Events in Europe, on Maui and in Canada’s northwest strongly suggest we may face a 2023-24 summer bushfire season of a scale not previously comprehended. I hope I am wrong but sense that hope might be hollow. Certainly communities in fire-prone areas across Australia will need to be prepared as never before, and all levels of government, especially federal, must be ready to provide unprecedented emergency support, including top-level national leadership to a standard painfully absent in the recent past.
Tim Booth writes: Albanese needs a proverbial rocket up the gazoonta! I’ve never been in a political party (unless you count the UK communists when I was a student in a previous life), but today I joined Labor specifically to strengthen my voice to the party on this single issue. All other issues are trivial in comparison.
Jo Vallentine writes: Both Christopher Warren (“As the planet burns, the world’s media wilfully ignores the big picture”) and Maeve McGregor (“AUKUS reveals the Scott Morrison show is the only one in town”) alert Crikey readers to linked episodes that demonstrate careless contempt for the future of our planet.

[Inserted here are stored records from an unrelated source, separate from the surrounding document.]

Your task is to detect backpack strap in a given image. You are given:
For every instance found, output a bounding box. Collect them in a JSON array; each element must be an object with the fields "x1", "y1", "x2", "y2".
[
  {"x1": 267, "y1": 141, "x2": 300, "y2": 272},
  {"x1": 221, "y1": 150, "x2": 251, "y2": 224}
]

Fires raging in the northern hemisphere are indicators of what Australia might face in the summer, and the disgraceful double-speak dished out at the ALP national conference on AUKUS ignores the real threat facing not only Australia, but the global community.
Of course the media should at every opportunity connect the firestorms with the climate crisis, and of course the ALP leadership should be addressing the climate crisis instead of peddling lies about diplomacy being at the forefront of our foreign policy, when it’s actually peddling not only militarism via our surrender of any last vestige of sovereignty to the whims of the US government, but also embracing nuclearism in that dangerous process.

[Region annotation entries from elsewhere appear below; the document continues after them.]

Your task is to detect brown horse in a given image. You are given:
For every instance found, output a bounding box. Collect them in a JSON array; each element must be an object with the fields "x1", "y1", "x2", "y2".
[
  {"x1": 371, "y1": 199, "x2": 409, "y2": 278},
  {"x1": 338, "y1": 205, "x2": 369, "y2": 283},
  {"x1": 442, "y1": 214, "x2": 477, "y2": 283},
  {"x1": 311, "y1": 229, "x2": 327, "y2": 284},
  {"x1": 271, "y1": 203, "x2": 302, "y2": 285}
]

It’s betrayal on steroids by this Labor government, continuing to support fossil fuels, and enmeshing our country further into US exceptionalism, which could result in a disastrous war against China.
Greg Hodges writes: I learnt about global warming and the greenhouse effect at university back in 1971 and agree with most of Warren’s article. But the words “global boiling” are “stupid” and “hysterical”. Boiling means a very specific and exact thing. We are not experiencing boiling temperatures. Such hyperbole just helps certain news outlets to ridicule the global change issue. (It used to be called global warming but was changed to global change, which is more accurate and true.)
Margaret Hurle writes: I too am disturbed at the bias of reporting of this global disaster. I get my news mainly from the ABC and sites such as Crikey and Guardian Australia, where things are better, but when I see people stressing over unimportant details, I think: “Don’t they know their bus is speeding towards a cliff? Don’t they see the big picture?”
SBS concentrates on global politics and does it well, but we don’t see Siberian and African fires because of the dearth of journalists there, but surely we could get a hint that they are happening. When I put together in my head the scattered information on sea temperatures and changing currents, floods, storms and fires, I stand appalled.